As for spreading the St-Hubert restaurant banner outside its home province, Gregson was more cautious.
“St-Hubert has had some success, but also some tougher times outside of Quebec – specifically some places in Ontario.”
He said the focus for the St-Hubert team, for now, will be growing St-Hubert’s restaurant chain within Quebec and leading Cara’s push into that province, where it has a relatively small presence relative to the size of the population.
“The St-Hubert team is the expert on what works for their brand and their geographic coverage,” Gregson said.
“I’m sure that a lot the Cara team will learn from St-Hubert, and hopefully there’s a lot the St-Hubert team will learn from Cara as well.”
“There’s no prescribed formula. Every brand is always different based both on the brand and, in this case, based on the province.”
Cara – which Gregson says is Canada’s third-largest restaurant business after Restaurant Brands International (Tim Hortons and Burger King) and McDonald’s – has 1,010 franchised and corporate restaurants, including 37 located outside Canada.
Under the deal, it will add St-Hubert’s 117 locations, all but nine in Quebec, which operate in several formats including traditional full-service restaurants. The Toronto-area company, based in Vaughan, says it will use St-Hubert’s head office in Laval as its base in Quebec, where Cara has relatively little presence.
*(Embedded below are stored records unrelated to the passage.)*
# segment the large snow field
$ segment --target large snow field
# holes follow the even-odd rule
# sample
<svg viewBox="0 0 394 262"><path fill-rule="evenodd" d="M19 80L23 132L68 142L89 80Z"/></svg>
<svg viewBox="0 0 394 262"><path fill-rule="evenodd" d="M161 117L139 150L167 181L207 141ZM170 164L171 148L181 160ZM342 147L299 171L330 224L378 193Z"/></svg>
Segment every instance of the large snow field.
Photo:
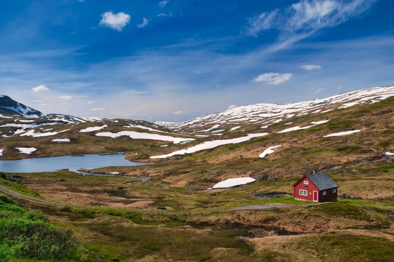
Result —
<svg viewBox="0 0 394 262"><path fill-rule="evenodd" d="M209 141L207 142L204 142L203 143L202 143L201 144L199 144L194 146L192 146L191 147L189 147L188 148L187 148L186 149L182 149L178 151L175 151L175 152L173 152L172 153L170 153L169 154L167 154L165 155L151 156L150 158L165 158L166 157L168 157L168 156L172 156L173 155L183 155L185 154L190 154L191 153L194 153L194 152L197 152L198 151L213 148L214 147L216 147L217 146L219 146L220 145L226 145L228 144L237 144L238 143L245 142L245 141L248 141L254 137L264 136L268 134L268 133L261 133L260 134L250 134L248 135L247 136L238 137L237 138Z"/></svg>

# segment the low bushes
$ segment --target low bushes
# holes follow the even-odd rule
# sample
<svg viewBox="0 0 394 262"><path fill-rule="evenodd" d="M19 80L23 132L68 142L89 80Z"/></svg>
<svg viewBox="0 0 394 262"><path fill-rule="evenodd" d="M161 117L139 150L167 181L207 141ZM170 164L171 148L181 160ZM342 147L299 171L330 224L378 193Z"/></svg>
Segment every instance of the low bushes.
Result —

Cara also acquires St-Hubert’s food manufacturing business – including two manufacturing plants, one owned distribution centre and one leased distribution centre. That part of St-Huber makes two-thirds of its sales through corporate customers such as Sobeys, Loblaw, Costco and Metro, while the rest are to the mostly franchised St-Hubert restaurants.
Jean-Pierre Leger, St-Hubert’s chairman and CEO and a member of the company’s founding family, said in joint statement that the deal opens up future prospects for its employees.
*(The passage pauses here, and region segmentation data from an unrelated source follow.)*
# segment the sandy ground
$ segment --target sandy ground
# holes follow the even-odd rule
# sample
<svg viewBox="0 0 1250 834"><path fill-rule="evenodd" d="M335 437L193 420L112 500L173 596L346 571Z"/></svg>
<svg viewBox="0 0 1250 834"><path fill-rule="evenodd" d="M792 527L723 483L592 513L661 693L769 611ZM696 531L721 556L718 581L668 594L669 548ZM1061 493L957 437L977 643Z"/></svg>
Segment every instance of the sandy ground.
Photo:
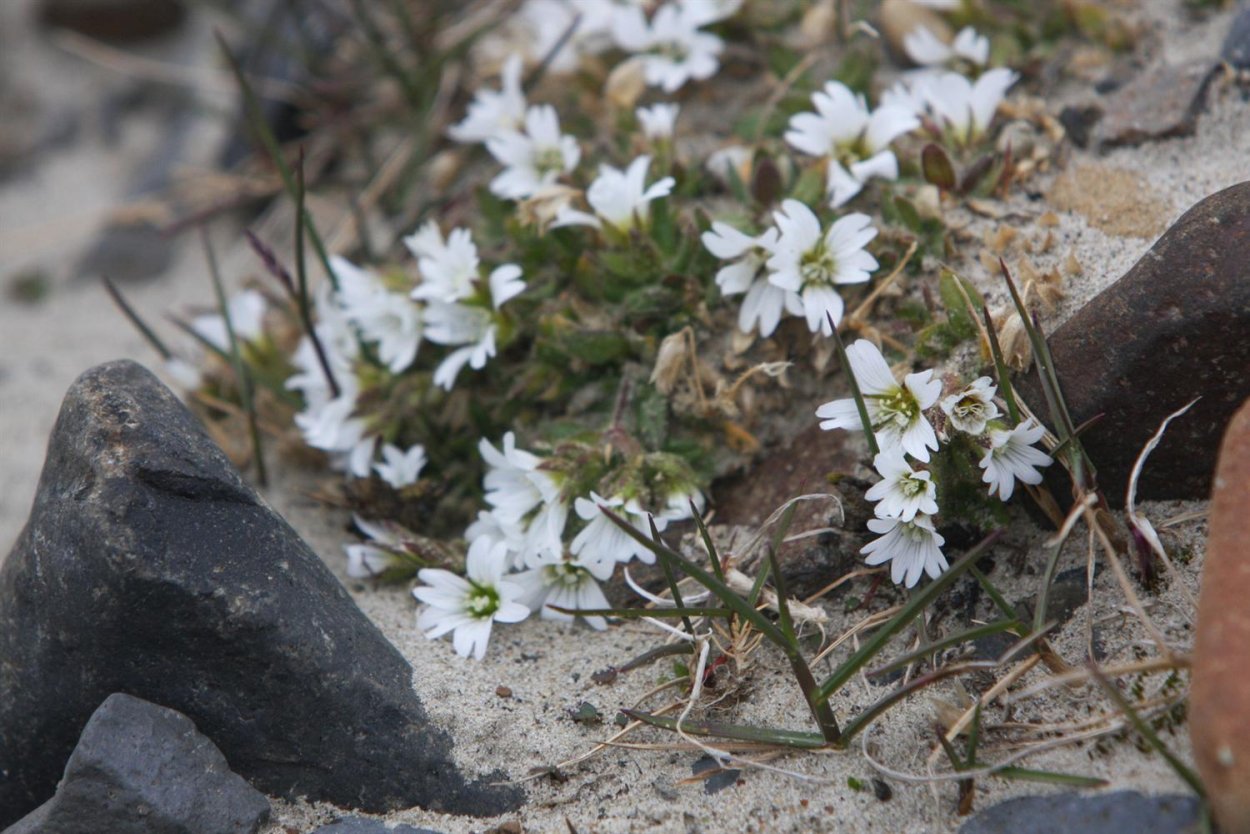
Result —
<svg viewBox="0 0 1250 834"><path fill-rule="evenodd" d="M44 445L59 401L72 379L89 366L108 359L130 356L150 366L152 353L116 314L100 286L75 275L74 264L95 229L124 199L130 174L144 165L160 139L162 111L140 109L119 121L114 140L106 136L105 103L125 91L132 81L54 48L29 23L28 0L0 4L0 84L22 89L44 108L45 116L69 114L78 121L71 141L39 154L18 174L0 180L0 553L9 549L25 520L34 495ZM1176 4L1155 0L1144 4L1144 19L1154 45L1145 55L1181 61L1212 56L1228 28L1229 14L1215 14L1202 23L1176 20ZM180 58L204 60L206 30L186 34ZM1078 98L1078 93L1071 94ZM215 101L215 104L212 104ZM205 99L204 140L189 149L188 164L211 159L220 138L220 124L210 111L220 100ZM50 118L50 116L49 116ZM216 125L216 128L214 128ZM214 133L214 130L216 133ZM1198 134L1192 138L1120 149L1106 155L1075 151L1070 164L1125 169L1145 181L1142 199L1159 208L1164 223L1171 223L1196 200L1228 185L1250 179L1250 108L1238 89L1216 84ZM1010 206L1025 218L1026 226L1048 209L1024 198ZM990 221L966 218L970 234L980 234ZM250 269L248 254L236 245L230 229L218 229L226 253L228 275ZM1045 269L1071 251L1082 266L1068 281L1068 298L1052 319L1058 324L1084 300L1122 274L1150 245L1151 236L1115 236L1100 231L1079 213L1060 213L1052 251L1039 255ZM1050 260L1048 260L1050 259ZM49 291L38 303L14 300L8 288L12 279L31 269L46 275ZM989 275L970 259L969 275L988 281ZM979 271L980 270L980 271ZM155 281L125 288L132 303L149 319L160 320L171 309L206 304L211 290L198 245L180 250L170 273ZM166 331L169 329L166 328ZM266 496L305 534L314 548L348 583L361 608L374 619L414 665L414 685L431 715L445 723L459 740L458 755L465 770L502 768L515 779L525 779L531 768L555 765L589 750L609 735L604 726L586 726L571 720L570 710L581 701L594 704L610 721L620 706L632 705L655 686L666 670L658 665L620 678L610 686L591 683L590 675L619 664L654 646L659 638L644 625L625 625L598 634L572 626L526 621L500 629L482 663L456 658L448 641L428 643L415 630L415 604L404 589L372 589L351 583L342 573L340 544L346 519L304 496L306 483L288 473ZM1148 505L1156 524L1198 505ZM1148 608L1168 643L1188 649L1191 636L1191 608L1184 586L1196 590L1201 565L1204 523L1188 523L1170 534L1172 543L1191 558L1185 578L1148 598ZM1011 598L1032 593L1040 570L1040 541L1044 533L1022 516L1012 533L1014 556L1002 559L996 576ZM1070 545L1062 566L1085 564L1085 541ZM860 588L860 591L864 589ZM1124 599L1114 575L1102 570L1094 583L1094 604L1078 613L1055 645L1061 654L1079 658L1089 630L1098 626L1104 649L1112 658L1131 658L1146 639L1136 618L1125 613ZM986 615L988 609L978 609ZM852 624L834 613L830 628L840 631ZM950 626L951 623L944 624ZM835 653L835 658L845 656ZM1042 679L1034 670L1025 683ZM1158 679L1148 684L1158 685ZM506 686L510 696L496 689ZM864 680L852 683L836 699L840 718L852 715L885 689ZM910 699L866 735L866 749L886 766L921 775L934 741L935 703L956 703L959 691L939 686ZM664 695L648 700L659 706ZM1051 693L1019 704L1015 720L1075 720L1101 711L1105 705L1088 690ZM800 696L784 664L768 651L754 656L745 698L730 713L732 720L794 729L811 729ZM1001 721L996 710L992 720ZM1165 734L1166 735L1166 734ZM1172 748L1188 758L1184 731L1166 735ZM631 741L660 745L659 749L609 749L596 758L564 770L556 781L544 776L528 781L529 803L518 814L526 830L534 831L946 831L958 826L956 789L952 781L932 786L908 784L898 775L886 776L892 799L882 801L871 789L848 786L854 778L870 783L876 771L856 744L848 753L794 755L772 760L782 774L744 769L736 785L709 794L699 783L682 784L691 775L698 751L681 749L672 735L642 731ZM985 758L1000 760L1009 754L1004 745L990 745ZM1134 744L1116 741L1108 746L1066 746L1032 756L1029 766L1060 769L1106 778L1112 786L1150 793L1179 791L1180 781L1158 755L1142 754ZM938 763L944 770L944 763ZM799 775L795 775L799 774ZM986 806L1011 795L1051 788L998 779L979 779L976 805ZM341 811L330 806L275 803L271 831L308 830ZM482 830L501 820L446 818L420 810L391 814L392 821L424 824L448 833Z"/></svg>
“It also provides them with more career opportunities by creating jobs in Quebec, since it will enable us to carry out major expansions of our food manufacturing programs and sales throughout Canada,” he said.
Part of the price that Cara will pay is $50 million of its subordinate voting shares. The bulk of the transaction will be borrowed by Cara from Scotiabank and a syndicate of lenders. Cara said it also believes it will issue more stock, if market conditions are right.
Cara’s largest shareholder, Fairfax Financial Holdings Ltd. (TSX:FFH), has committed to spend about $200 million in purchasing any of the additional Cara stock that’s sold.